Category Archives: Honing Your Skills

Good Money Management Practices for a Profitable Illustration Business

If you are like many creative entrepreneurs, you may have a strained relationship with money. Obviously you’d like more of it but then again, you don’t want to sell out as an artist or compromise your creativity to get it.

And when you do have it, it never seems to go as far as you thought it would and before you know it, there you are again wanting more. You may even describe yourself as “bad with money”.

I have a theory that many creative people self sabotage when it comes to money – I know Jonathan does…

  • There’s the question of value: Is my art worth it? Is it valuable enough for anyone to pay any money for it?
  • Then there’s the question of how to get more: How do I sell my art without selling my soul? How do I sell more without selling out?
  • And finally there’s the question of what you do with it when you get it: There’s no point in managing it because I never really have any. So I just won’t bother…I’ll just spend it.

Aaaah, money. Don’t you love it? 🙂 As someone who has always enjoyed a relatively good relationship with money, I’ve been working with Jonathan recently on his relationship with it.

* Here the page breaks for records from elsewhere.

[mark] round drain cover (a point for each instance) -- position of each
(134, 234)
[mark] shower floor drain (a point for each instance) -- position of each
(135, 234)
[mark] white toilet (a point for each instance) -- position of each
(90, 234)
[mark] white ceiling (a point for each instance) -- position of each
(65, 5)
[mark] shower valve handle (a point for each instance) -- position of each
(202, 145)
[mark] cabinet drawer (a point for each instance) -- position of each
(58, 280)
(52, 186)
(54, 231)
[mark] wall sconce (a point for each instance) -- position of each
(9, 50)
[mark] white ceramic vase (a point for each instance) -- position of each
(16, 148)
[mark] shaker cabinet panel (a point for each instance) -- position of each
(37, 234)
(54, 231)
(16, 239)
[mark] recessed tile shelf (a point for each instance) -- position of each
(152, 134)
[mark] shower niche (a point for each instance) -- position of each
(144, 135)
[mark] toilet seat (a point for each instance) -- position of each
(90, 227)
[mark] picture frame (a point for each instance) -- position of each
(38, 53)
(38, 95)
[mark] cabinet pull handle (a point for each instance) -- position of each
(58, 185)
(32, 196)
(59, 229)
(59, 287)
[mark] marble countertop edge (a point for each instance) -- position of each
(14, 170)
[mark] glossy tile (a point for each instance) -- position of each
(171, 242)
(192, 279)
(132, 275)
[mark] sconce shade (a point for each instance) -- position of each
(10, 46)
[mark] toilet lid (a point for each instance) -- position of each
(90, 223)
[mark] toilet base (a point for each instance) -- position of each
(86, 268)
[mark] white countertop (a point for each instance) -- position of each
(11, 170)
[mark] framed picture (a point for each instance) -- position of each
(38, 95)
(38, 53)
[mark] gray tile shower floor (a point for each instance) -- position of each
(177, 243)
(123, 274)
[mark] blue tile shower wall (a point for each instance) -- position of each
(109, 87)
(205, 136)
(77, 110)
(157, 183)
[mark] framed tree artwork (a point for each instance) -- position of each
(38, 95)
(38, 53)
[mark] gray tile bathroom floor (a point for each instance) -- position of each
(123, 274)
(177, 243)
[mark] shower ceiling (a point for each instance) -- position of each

We’ve been working through his plans for his illustration business and putting things in place to help the flow of money f-l-o-w more easily and frequently for this is what money is meant to do…flow. This is what we’ve been working on…

Heal Your Relationship

If some of the above sounds familiar – and you perhaps describe yourself as being “bad with money” – then the first place to start is to begin to heal your relationship with money.*

This is easier said than done since you’ll be dealing with the habits, beliefs and practices of a lifetime but consider it as a journey and the first thing you need to do is to take the first step.

Whether that means reaching out to ask for help from someone else, reading up and arming yourself with knowledge about a topic that scares you or buying a book (Rich Dad, Poor Dad by Robert Kiyosaki is a great one to start with) – do what you need to do, if you recognise you have a problem in this area.

* Watch this space – we may have something coming up to help with this. You heard it here first 😉

Multiple Streams of Income

A message we’ve often emphasised here is to build multiple streams of income from your illustration skills. It’s taken Jonathan long enough to get started on creating any income from his illustration but now he has, he’s got one eye firmly on creating additional streams by being smarter about which avenues he pursues.

The purpose is to reduce the reliance on just a single channel and target market so that should one ever slow down or disappear, the others can help pick up the slack.

As a creative entrepreneur, how many ways could you create additional income streams from your illustrations? And what are you going to do to build these?

Separate Your Finances

If you run your illustration business as LLC or limited company, then you’ll almost certainly have a dedicated bank account for your business.

If you don’t, do you have a separate bank account which you designate for your business? It doesn’t strictly need to be a “business” account with the additional charges often levied for these but it does need to be an account you use *solely* for business transactions which means:

  • All business-related income should be paid into this account
  • All business-related expenses should be paid from this account

No exceptions. Ever. As an entrepreneur and business owner, you play 2 roles when it comes to money:

  1. The CFO of our business finances
  2. The CFO of your personal finances

By all means be sloppy and disorganised as the CFO of your personal finances but don’t let this spill over into your business finances. Keep the 2 roles separate and keep your finances separate. Not only will this reduce all the headaches and stress come tax time, it’ll also help you manage the money you earn as an employee of your business.

While it may seem overkill, setting up your finances in this way means that you’ll replicate the “salary as an employee” structure which prevents you from dipping your hands into the business’ pockets when you run short and treating your business as simply a vehicle to pay your bills (it is this, I know, but if you really want it to take off and for your work to be appreciated, you need to view it as so much more).

Pay Yourself First

As an employee of your business, how much salary do you pay yourself? Or do you just dip into the money your business earns whenever you need it? This goes hand in hand with the advice above and helps you separate your money personae.

As CFO, you should be paying yourself a salary – you can pay this every week, every fortnight or every month if you like, but do it regularly and do it consistently. Even if at times you’re paying yourself just $5 from your business account as that week’s salary, do it anyway – it’s the practice and habit that counts.

Claim Everything

One of the things we’ve been spectacularly bad at is claiming things against tax which could very easily be deductible. This is going to change! We now keep receipts for absolutely everything (in a folder, organised by month) and plan to engage a better accountant to help us figure out what we can claim before we submit our next tax returns.

If you don’t do this already, start doing it now – it can make a huge difference to your overall tax bills and your tax liability. The more organised you can keep your filing system throughout the year, the less painful your reconciliation will be at the end of the year…if you’ve been surrounded by piles and piles of papers tearing your hair out in previous tax years, you’ll know the pain this can cause! It’s not too late to get yourself organised 🙂

The topic of money can be a thorny one that conjures up all sorts of feelings, fears and anxieties amongst creative entrepreneurs – it needn’t do. By establishing and following good practices, you can become a great manager of your money and build a strong, profitable illustration business with strong, financial foundations.